Bei dem Geehrten handelt es sich um eine durchaus umstrittene Figur: Karl Marx (1818–1883), Vordenker des Sozialismus und Kommunismus. Die Schenkung entbehrt nicht einer gewissen Komik. Wäre Marx noch am Leben, der Aktivist, Philosoph und Journalist dürfte eine recht eindeutige Meinung zum turbo-kapitalistischsten kommunistischen Land der Erde haben. Positiv dürfte sie nicht ausfallen.
Schon ein Jahr vor dem Geburtstag gibt es für Marx-Verehrer Anlass für Festivitäten. Denn am 11. September 1867 veröffentlichte er den ersten Band seines Hauptwerks „Das Kapital – Kritik der politischen Ökonomie“. Um das Manuskript bei seinem Hamburger Verleger abzuliefern, war der Autor höchstselbst aus dem Exil in London angereist und hatte sich für längere Zeit im nahen Hannover einquartiert – um im Fall der Fälle noch einmal nachjustieren zu können.
Grund für diesen Kontrollwahn auf den letzten Metern dürfte der extrem beschwerliche Schaffensprozess gewesen sein. Marx war zwar ein Arbeitstier, zugleich aber ein heilloser Chaot. Arnold Ruge, Freund aus der gemeinsamen Zeit in Paris, beschrieb das Marx’sche Wirken einmal so: „Er arbeitet mit ungemeiner Intensität und hat ein kritisches Talent, das bisweilen in Übermut ausartende Dialektik wird, aber er vollendet nichts, er bricht überall ab und stürzt sich immer von Neuem in ein endloses Büchermeer.“
Der promovierte Philosoph Marx war daran interessiert, die gesellschaftlichen Gegebenheiten kritisch zu hinterfragen. Als Chefredakteur der „Rheinischen Zeitung“in Trier hatte er mit radikal-demokratischen, ja revoluzzerischen Schriften auf sich aufmerksam gemacht. Die Zeitung wurde 1844 verboten, Marx ging mit seiner Frau Jenny nach Paris. Dort fand er einen Verbündeten in Friedrich Engels. Dessen Vater war von Barmen nach Manchester ausgewandert, um dort eine Fabrik zu leiten. Der Sohn kannte deshalb die erbärmlichen Lebensumstände der Fabrikarbeiter. Schnell freundeten sie sich an. Engels erkannte Marx’ Talent und drängte ihn dazu, sich weniger mit religiösen als vielmehr ökonomischen Fragen auseinanderzusetzen. Auf diesem Gebiet war Marx noch völlig unbeschlagen, aber lernwillig. Allerdings tat er sich schwer beim Abschließen von Texten. Den Vorschuss eines Darmstädter Verlegers für ein zweibändiges Werk „Kritik der Politik und Nationalökonomie“strich er ein, lieferte aber nie ab.

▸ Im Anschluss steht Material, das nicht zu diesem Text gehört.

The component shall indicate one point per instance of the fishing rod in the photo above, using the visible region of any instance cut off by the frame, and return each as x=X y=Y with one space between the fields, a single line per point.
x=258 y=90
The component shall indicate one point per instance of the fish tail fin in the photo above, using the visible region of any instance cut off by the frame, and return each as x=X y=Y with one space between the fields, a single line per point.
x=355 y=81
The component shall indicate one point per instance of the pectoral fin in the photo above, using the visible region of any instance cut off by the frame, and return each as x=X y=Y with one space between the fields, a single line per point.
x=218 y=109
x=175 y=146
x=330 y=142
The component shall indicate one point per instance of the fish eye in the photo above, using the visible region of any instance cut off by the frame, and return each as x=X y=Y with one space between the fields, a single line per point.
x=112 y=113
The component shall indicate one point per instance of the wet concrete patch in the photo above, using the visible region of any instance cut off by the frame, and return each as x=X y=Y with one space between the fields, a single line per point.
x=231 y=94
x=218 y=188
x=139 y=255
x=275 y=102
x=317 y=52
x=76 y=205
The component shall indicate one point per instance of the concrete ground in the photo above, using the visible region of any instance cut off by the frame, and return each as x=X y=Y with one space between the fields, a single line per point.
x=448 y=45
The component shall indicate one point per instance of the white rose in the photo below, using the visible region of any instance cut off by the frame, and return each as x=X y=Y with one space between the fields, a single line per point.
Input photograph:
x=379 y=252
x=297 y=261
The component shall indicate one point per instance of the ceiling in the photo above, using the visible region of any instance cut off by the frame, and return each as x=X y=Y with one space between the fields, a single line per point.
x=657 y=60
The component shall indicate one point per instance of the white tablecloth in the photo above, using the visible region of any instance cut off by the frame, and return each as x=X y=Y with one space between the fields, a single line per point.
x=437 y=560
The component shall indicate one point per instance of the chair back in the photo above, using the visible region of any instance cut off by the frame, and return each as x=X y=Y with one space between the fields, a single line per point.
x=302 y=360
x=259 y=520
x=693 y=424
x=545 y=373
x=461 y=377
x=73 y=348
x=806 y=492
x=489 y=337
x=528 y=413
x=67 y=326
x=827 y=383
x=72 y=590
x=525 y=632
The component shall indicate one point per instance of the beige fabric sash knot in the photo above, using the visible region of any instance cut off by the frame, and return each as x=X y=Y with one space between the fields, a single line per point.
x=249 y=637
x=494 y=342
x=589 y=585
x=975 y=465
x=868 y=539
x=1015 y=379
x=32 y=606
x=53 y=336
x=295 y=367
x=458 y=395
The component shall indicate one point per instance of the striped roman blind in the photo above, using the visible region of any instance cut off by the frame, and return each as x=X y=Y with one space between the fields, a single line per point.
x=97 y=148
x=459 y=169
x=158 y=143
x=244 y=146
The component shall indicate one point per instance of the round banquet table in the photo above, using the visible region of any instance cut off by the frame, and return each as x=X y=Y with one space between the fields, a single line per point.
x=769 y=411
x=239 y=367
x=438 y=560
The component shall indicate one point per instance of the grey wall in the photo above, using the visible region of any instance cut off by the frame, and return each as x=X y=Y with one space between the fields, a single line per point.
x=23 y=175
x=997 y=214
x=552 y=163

Auch Engels unterstützte seinen Freund regelmäßig mit Geld. Ge- meinsam veröffentlichten sie im Auftrag des noch jungen Bundes der Kommunisten im Februar 1848 ihr 30-seitiges „Manifest der Kommunistischen Partei“(„Ein Gespenst geht um in Europa – das Gespenst des Kommunismus“) – ein unverhohlener Aufruf zum Klassenkampf. Nach dem Scheitern der Revolution 1848 musste Marx deshalb einmal mehr mit seiner Familie fliehen – diesmal nach London.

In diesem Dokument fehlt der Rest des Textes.